Re: Stable SATA pci card for FreeBSD 6.x/7.0

Sebastiaan van Erk Tue, 05 Aug 2008 10:08:57 -0700

Jeremy Chadwick wrote:

First and foremost, you've forgotten to CC the mailing list on all but
one of your replies.  I'll assume this is intentional, but it's probably
not for the best, as readers may find your post and wonder what the
outcome was.

It was not intentional, it hit reply instead of reply-all. Sorry. I will reply this to the list, so other interested parties can follow the thread and your informative replies.

On Tue, Aug 05, 2008 at 02:47:45PM +0200, Sebastiaan van Erk wrote:

Hi,

Thanks for the reply.

Jeremy Chadwick wrote:
Yes, most of the Silicon Image ICs I've read about have odd driver
problems or general issues (even under Windows).  The system rebooting
is an odd one; you sure your PSU can handle two disks?
Well, I've got a 450W Asus PSU in there, but I've also got 6 hard disks and 1 dvd-rom drive (mostly inactive) in there. The hard disks are mostly 250/300GB but the two new ones are 1TB SATA drives. But the 450W should easily be enough, shouldn't it?

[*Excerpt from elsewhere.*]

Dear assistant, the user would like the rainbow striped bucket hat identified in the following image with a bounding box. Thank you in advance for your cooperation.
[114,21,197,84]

Without getting into semantics, a 450W PSU may be on the light side for
6 disks.  I'm fairly amazed you're able to power up that machine without
disk errors or other problems during POST.  You'll be having 6 disks
spin up all simultaneously -- and spin-up is when disks draw the most
power, and possibly during normal operation.

If you have a different (or larger) PSU, I would recommend trying that
to see if it addresses your problem.  A PSU which isn't providing enough
power will cause the disks to occasionally disconnect from the bus, or
the machine sporadtically lock up, reboot (power-cycle), or other odd
things.

Unfortunately I don't have a larger PSU lying around, but I could buy one; though I'd like to try some other stuff first because I've had 6 disks in my PC before without any problems.

[/var/log/messages before the crash]
Aug 5 11:16:14 piglet kernel: g_vfs_done():mirror/gm1s1e[WRITE(offset=111376236544, length=16384)] error = 6
Aug  5 11:16:17 piglet last message repeated 9 times
Are you sure this is being caused by the controller?  Have you checked
SMART statistics on both disks?  Assuming error == errno, errno 6 is
"Device not configured".
I did look at the smart stats [pasted them below]. What I will try next is just to switch the two 250GB SATA drives on my main board with the two 1TB drives on the controller and see if I still get the problems if I really increase the load on the two 1TB drives.
More and more information about your system configuration is coming to
light.  Your original post didn't disclose any of that; now I know you
have 6 disks in the system, 2 of which are using on-board SATA (no idea
what controller), and 2 which are using a Silicon Image controller.
What are the remaining 2 disks connected to?

Sorry that I didn't give you that information immediately. The problem when you do that though is that the post is sometimes ignored because it is deemed too long or complicated (at least I've seen that happen). I'll glady post any relevant data.

My other (on-board) SATA controller is a VIA controller; and I've never had any problems with it (although the hardware raid messed up once a year or 2 ago, and since then I've been using software raid without any issues).

[EMAIL PROTECTED]:15:0: class=0x010400 card=0x71421462 chip=0x31491106 rev=0x80 hdr=0x00

    vendor     = 'VIA Technologies Inc'
    device     = 'VT8237  VT6410 SATA RAID Controller'
    class      = mass storage
    subclass   = RAID

The remaining disks are PATA disks which are in the on-board IDE controller. It's a legacy computer that's been upgraded a lot, though it's not too obsolete, the CPU's a AMD Sempron(tm) Processor 2600+ (1599.83-MHz 686-class CPU).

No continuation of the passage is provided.